Wednesday, December 19, 2007

Bitwise.rhythm generator (update)

The bitwise rhythm machine has received a number of new features. These include:
  • New whole-note rhythmic divisions of 1/6, 1/12 and 1/24 (ie. triplets)
  • Mute all gates
  • Set all gates to the same logic rule
  • Set the length of each gate's loop to between 1 and 16 beat events
  • Four modes of controlling the A and B data sources, namely: NONE, INTERNAL, MIDI and SOUND.
    • NONE: The user controls the bytes of data directly using the mouse and keyboard.
    • INTERNAL: The bytes are arranged in a user-defined sequence and played through in sets of four-bar phrases. The length of the sequence (ie. the number of phrases played before repeating) can be set from 1 to 8.
    • MIDI: Pitch bytes from monophonic MIDI data from 8 channels of a device sets the 4 bytes A high, A low, B high and B low.
    • SOUND: The average amplitude level over the last beat of a bar from the incoming signal into the analog to digital input on the chosen sound device will set the 16-bit integers. The left side will set A and the right side will set B.
      • This opens the opportunity for data / sound feedback driven musical structures by routing the audio output of a MIDI device that is being controlled by the program back into the program
  • Three component waves:
    • These waves add control data output to the system, for an extra element of control.
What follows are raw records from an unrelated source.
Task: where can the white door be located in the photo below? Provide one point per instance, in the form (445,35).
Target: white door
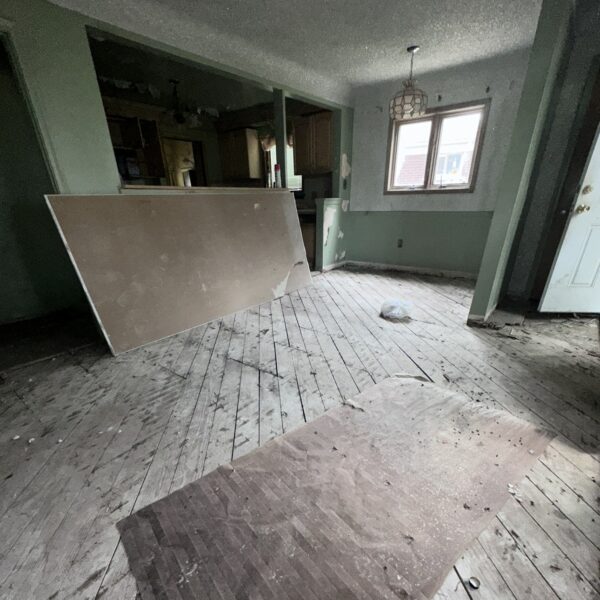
(574,282)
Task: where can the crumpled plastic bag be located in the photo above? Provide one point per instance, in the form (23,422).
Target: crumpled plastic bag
(395,309)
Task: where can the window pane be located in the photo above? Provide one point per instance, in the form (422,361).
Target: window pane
(412,142)
(456,148)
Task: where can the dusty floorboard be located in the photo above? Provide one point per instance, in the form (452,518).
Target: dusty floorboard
(110,435)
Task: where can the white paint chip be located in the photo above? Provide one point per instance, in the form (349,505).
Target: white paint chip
(345,168)
(328,219)
(281,287)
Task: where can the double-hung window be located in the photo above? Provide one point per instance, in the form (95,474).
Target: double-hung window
(438,152)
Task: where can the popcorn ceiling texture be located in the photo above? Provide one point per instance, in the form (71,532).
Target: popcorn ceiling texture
(325,47)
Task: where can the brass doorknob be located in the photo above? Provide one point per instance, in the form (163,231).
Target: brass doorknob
(582,208)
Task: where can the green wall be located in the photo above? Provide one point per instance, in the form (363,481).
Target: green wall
(431,241)
(437,241)
(53,60)
(35,271)
(544,62)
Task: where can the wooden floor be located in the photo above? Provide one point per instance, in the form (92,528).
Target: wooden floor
(100,437)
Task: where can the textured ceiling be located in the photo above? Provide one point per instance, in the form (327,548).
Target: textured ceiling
(325,47)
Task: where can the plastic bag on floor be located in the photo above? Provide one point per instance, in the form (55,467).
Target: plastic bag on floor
(395,309)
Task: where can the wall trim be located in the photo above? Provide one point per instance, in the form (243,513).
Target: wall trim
(402,268)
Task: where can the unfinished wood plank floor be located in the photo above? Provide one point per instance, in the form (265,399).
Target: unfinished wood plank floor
(100,437)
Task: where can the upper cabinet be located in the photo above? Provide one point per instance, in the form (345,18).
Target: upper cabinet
(240,155)
(312,144)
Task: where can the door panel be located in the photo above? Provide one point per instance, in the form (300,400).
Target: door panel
(574,282)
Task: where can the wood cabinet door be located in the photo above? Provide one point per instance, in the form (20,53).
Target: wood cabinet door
(303,146)
(322,142)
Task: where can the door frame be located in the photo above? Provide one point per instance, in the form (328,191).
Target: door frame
(571,184)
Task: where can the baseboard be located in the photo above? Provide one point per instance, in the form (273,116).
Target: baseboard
(402,268)
(334,266)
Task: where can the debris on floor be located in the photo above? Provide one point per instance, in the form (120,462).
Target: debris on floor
(395,309)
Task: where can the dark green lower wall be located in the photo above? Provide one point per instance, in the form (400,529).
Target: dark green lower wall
(36,276)
(444,241)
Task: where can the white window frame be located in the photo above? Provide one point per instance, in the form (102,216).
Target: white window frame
(436,116)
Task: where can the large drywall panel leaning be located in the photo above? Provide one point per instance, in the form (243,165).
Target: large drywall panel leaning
(155,265)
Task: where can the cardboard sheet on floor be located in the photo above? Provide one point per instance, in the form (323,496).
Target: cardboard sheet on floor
(153,265)
(376,499)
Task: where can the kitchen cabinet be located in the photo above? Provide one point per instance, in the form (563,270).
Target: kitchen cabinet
(136,144)
(240,155)
(312,144)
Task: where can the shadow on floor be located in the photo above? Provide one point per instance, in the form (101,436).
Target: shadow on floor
(26,342)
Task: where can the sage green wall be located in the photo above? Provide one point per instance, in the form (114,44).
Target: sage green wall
(54,62)
(35,272)
(544,62)
(61,144)
(437,241)
(431,241)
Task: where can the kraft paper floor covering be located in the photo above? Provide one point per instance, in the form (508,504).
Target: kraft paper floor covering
(375,499)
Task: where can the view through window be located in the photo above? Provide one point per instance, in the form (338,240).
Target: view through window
(437,152)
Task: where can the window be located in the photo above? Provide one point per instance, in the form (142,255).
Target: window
(294,181)
(438,152)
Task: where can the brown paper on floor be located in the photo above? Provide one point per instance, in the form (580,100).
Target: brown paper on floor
(153,265)
(371,500)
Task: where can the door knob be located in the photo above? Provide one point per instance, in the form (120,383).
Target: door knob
(582,208)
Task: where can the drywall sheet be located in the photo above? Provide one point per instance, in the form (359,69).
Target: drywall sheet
(375,499)
(155,265)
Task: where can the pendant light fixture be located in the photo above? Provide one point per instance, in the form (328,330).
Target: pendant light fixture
(411,101)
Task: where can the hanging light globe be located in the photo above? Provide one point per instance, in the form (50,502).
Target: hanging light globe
(411,101)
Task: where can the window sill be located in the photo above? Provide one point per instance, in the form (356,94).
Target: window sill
(448,190)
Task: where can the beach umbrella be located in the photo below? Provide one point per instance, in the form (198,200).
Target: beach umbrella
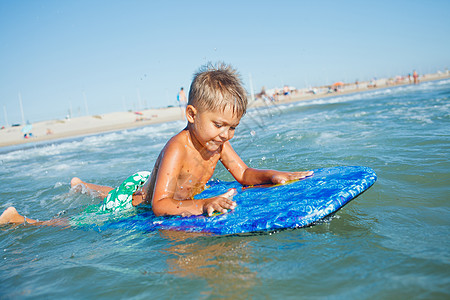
(27,128)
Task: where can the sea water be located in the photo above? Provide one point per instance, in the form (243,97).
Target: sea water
(391,242)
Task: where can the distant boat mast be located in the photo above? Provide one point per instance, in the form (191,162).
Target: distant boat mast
(6,116)
(21,109)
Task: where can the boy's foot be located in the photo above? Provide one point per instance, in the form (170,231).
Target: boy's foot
(75,181)
(10,215)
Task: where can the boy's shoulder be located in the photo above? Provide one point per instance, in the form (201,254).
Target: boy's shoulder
(177,143)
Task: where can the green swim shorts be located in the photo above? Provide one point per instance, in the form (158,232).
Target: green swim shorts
(121,197)
(119,200)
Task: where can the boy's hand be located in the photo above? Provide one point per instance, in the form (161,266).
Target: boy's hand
(283,177)
(220,203)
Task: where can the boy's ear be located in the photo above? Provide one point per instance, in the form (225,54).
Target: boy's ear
(191,112)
    • The data int the waves are made up of the vertical addition and subtraction of the bits from all eight gates at any given point in time.
    • The first component wave (on the left) is a + type wave in that it adds all of the data bits from the gates to each other to form a value between 0 and 8.
    • The second component wave (middle) is a - type wave in that it subtracts all of the data bits from the gates from one another to form a value between -8 and 0.
    • The third component wave (on the right) is a +/- type wave in that every second gate is a negative and every first gate is a positive. This results in a data value from -4 to 4.
      • So, for example, if gate 1 has a high bit in the current subdivision and gate 2 has a high bit in the current subdivision but none of the other gates are high, then the + wave will be at 2 (= 1+ 1), the - wave will be at -2 (= -1 - 1) and the +/- wave will be at 0 (= 1 -1).
    • These waves can then be scaled to values in the range of 0 to 127 and sent via a desired MIDI continuous controller number and channel to a MIDI device.
    • Each wave can be individually muted to assist with easy MIDI mapping using the learn function of a MIDI device.